If she’s “biting” me, she beaks me aggressively. When she’s preening me, she preens me aggressively. All contact seems to be at the same level, not quite hard enough to be hard, but not quite gentle enough to be delicate either. She’s also very clumsy – which means that her idea of “preening” my face means falling forward into my face and pinching my eyelids. Yikes!


Boid, Moluccan Cockatoo. Photo by: sparktography

Last, but not least, Mika is a profuse pooper. My god can this girl poop. Stewie tends to poop in certainly places — not necessarily places I want him to poop, mind you, but he does seem to have his own rules about places he finds acceptable. As a consequence, he rarely poops when perched on my shoulder. Mika, on the other hand, poops whenever, wherever and as often is most inconvenient.

Thus, reason #3 not to let your bird on your shoulder: bird crap all over the back of your clothes.


  1. Great site and good advice,make sure you know your bird well. Parrots are great pets and I enjoy learning more about them.

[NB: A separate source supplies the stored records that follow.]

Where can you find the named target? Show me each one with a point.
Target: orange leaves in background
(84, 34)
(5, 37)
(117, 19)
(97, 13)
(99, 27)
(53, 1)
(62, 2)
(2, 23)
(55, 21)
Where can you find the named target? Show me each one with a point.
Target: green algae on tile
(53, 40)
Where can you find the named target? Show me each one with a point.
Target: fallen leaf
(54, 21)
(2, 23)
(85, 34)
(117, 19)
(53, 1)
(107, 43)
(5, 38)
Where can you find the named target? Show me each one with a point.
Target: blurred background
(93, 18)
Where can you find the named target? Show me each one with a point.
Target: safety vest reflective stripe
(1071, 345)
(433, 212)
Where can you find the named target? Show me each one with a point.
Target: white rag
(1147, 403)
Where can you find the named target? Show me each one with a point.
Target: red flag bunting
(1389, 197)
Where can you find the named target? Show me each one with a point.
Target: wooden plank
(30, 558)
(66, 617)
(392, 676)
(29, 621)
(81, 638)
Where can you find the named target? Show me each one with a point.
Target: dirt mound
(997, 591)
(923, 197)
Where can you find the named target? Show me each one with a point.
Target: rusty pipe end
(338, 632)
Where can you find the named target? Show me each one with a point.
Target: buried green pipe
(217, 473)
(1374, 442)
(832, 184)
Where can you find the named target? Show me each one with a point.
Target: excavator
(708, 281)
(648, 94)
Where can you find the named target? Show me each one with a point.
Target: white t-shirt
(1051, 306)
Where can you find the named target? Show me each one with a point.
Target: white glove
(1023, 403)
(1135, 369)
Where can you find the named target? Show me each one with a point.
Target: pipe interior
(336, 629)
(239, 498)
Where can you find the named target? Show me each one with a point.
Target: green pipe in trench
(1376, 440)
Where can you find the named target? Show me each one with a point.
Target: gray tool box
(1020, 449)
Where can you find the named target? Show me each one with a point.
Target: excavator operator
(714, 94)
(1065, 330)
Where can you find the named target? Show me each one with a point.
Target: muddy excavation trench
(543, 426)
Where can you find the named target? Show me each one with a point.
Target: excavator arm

  2. Thanks for the use of the photo in your blog. For the record, the African Grey did no harm to me other than a few scratches. He sensed right away that I’m not much of a ‘bird person’.

  3. I forgot to mention that Gabriel didn’t deposit a load on my back or shoulder either; he saved the gooey mess for his owner Rob’s shoulder.

  4. I let Threio on my shoulder all the time. Loves to preen my beard and nibble on my ear. Gets a little aggressive with my moustache, a few “blows” to the face and a stern No seems to bring order again.

  5. I have a white eye conure and she has never bitten me or became aggressive on my shoulder. I have had her for over 17 years. She is sweet and docile.

  6. This is great advise! I hope you don’t mind but I have copied your link to parrot station Facebook page because what you mentioned about the dominance related issues in regards to them being higher than you seems to be a big thing people still believe. Many thanks for this it really is great!
    Kind regards, Dee.

  7. I have just got a 3 month old pineapple conure and he likes to sit on my shoulder but he bites and sometimes draws blood so i was looking for any ideas on what to do about it,this seems a good website to find help and advice.